Impact Knockouts Tag Team Championship
Decay (C) def. Tasha Steelz & Savannah Evans
There’s not a lot more I can say about the Knockouts tag division’s absence of depth but it did annoy me that Steelz and Evans hadn’t had a single two-on-two match before getting this shot. I know they’d done the stealing the belt gimmick, which is fine, but surely a squash match or two would have established them as a genuine, credible threat.
That aside, I thought this was solid, albeit relatively formulaic stuff. Evans looked good in her first proper outing and the match benefitted, as all Decay matches seem to, from the crowd’s unmitigated love of Rosemary. As someone who grew up watching a lot of Tajiri on Sunday Night Heat, I’ll always pop for the green mist spot, and that interjection from Rosemary allowed Havok to pin Steelz for another successful title defense. **3/4
Impact World Tag Team Championship
The Good Brothers (C) def. Rich Swann & Willie Mack
There was nothing wrong with this but when the final bell rang, I couldn’t help but feel a little disappointed. It wasn’t that Swann and Mack didn’t win – although I’d like them to have a run as tag champs, this obviously wasn’t the time for the switch – it was that I didn’t feel they were able to really push The Good Brothers much past that gentleman’s three-level they’ve settled at in Impact Wrestling.
Swann and Mack got some shots in, and I was particularly loving their matching attire, but they didn’t really get any particularly believable nearfalls in before it was time for the Magic Killer and the 1-2-3. ***
Impact X-Division Championship
Josh Alexander (C) def. Chris Sabin
Every challenger in Josh Alexander’s impressive reign as X-Division champion has provided a different test.
Ace Austin was the young upstart with a palpable speed advantage.
El Phantasmo was someone prepared to take any shortcut necessary and represented a first trip through ‘The Forbidden Door’.
TJP was the savvy submission specialist who would push Josh to prove his ‘Ironman’ moniker.

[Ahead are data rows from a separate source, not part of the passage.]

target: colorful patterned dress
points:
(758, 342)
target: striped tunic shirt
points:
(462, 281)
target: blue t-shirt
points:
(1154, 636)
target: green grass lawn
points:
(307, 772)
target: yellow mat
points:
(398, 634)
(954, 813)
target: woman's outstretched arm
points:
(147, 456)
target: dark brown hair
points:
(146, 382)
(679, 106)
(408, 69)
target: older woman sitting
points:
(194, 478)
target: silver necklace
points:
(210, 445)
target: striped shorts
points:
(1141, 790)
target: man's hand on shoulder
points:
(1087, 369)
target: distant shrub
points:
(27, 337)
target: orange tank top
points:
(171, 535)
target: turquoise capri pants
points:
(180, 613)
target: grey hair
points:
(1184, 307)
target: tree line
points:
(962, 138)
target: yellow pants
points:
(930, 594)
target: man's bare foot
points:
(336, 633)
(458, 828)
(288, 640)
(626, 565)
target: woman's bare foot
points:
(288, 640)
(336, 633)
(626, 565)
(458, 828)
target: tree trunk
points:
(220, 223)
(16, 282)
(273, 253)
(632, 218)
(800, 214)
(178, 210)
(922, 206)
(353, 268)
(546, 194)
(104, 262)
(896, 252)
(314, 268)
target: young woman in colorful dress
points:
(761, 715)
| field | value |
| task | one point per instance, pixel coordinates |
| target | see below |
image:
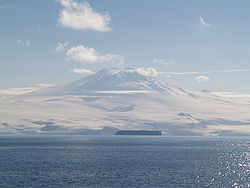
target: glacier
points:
(123, 99)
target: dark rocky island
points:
(138, 132)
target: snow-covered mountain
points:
(114, 99)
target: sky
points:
(192, 44)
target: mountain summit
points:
(112, 81)
(123, 99)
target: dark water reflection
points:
(123, 161)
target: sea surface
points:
(124, 161)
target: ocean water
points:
(123, 161)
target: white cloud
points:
(147, 71)
(81, 16)
(86, 54)
(202, 79)
(61, 46)
(24, 42)
(82, 71)
(203, 23)
(163, 61)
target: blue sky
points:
(192, 44)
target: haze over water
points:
(123, 161)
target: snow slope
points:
(114, 99)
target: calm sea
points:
(123, 161)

Black Taurus was someone whose lucha stylings were anathema to Josh’s methodical, grinding style.
Jake Something held a decided power and strength advantage.

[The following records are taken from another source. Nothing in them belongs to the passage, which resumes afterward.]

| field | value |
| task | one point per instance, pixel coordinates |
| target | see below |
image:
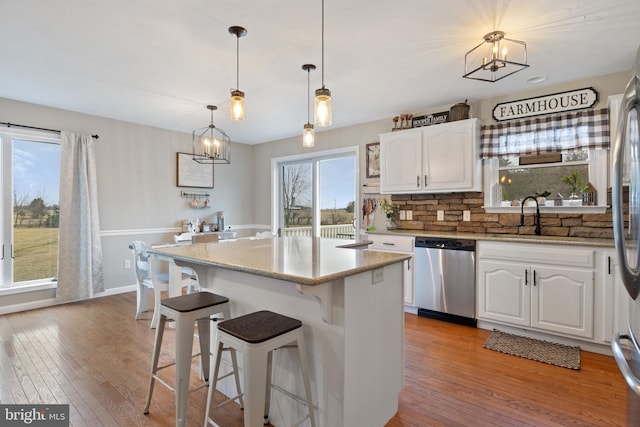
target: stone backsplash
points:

Jake Crist was a crisp striker who also had the element of surprise in his favor.
Chris Sabin was the veteran, an eight-time former champion who could match Alexander hold for hold and force him to prove his worth. Sabin also arguably got the best performance yet from the ‘Walking Weapon’.
Moments into the match, Alexander was leaning all of his weight into Sabin while applying a front facelock. Moments later, there was a role reversal.
A staple of Alexander’s big title matches has been his ability to chain offense together by maintaining wrist control. Here, it was the savvy Sabin who possessed a vice-like grip of that same joint.
Alexander has always been able to snatch his nectar, the ankle lock, from any scenario. By regularly wrenching over Alexander’s arm, Sabin showed that that’s the sort of transferrable skill all champions possess.
Sabin was cerebral in his best performance since returning to the promotion last year. Alexander was once again brilliant too, demonstrating why I consider him one of the very best in the world, hitting that definitive final gear when his headguard was kicked off, pinning Sabin clean in the middle with the C4 spike. ****1/4
Impact World Championship
Christian Cage (C) def. Ace Austin
Christian Cage has now completed his second successful defense of the Impact Wrestling World Championship.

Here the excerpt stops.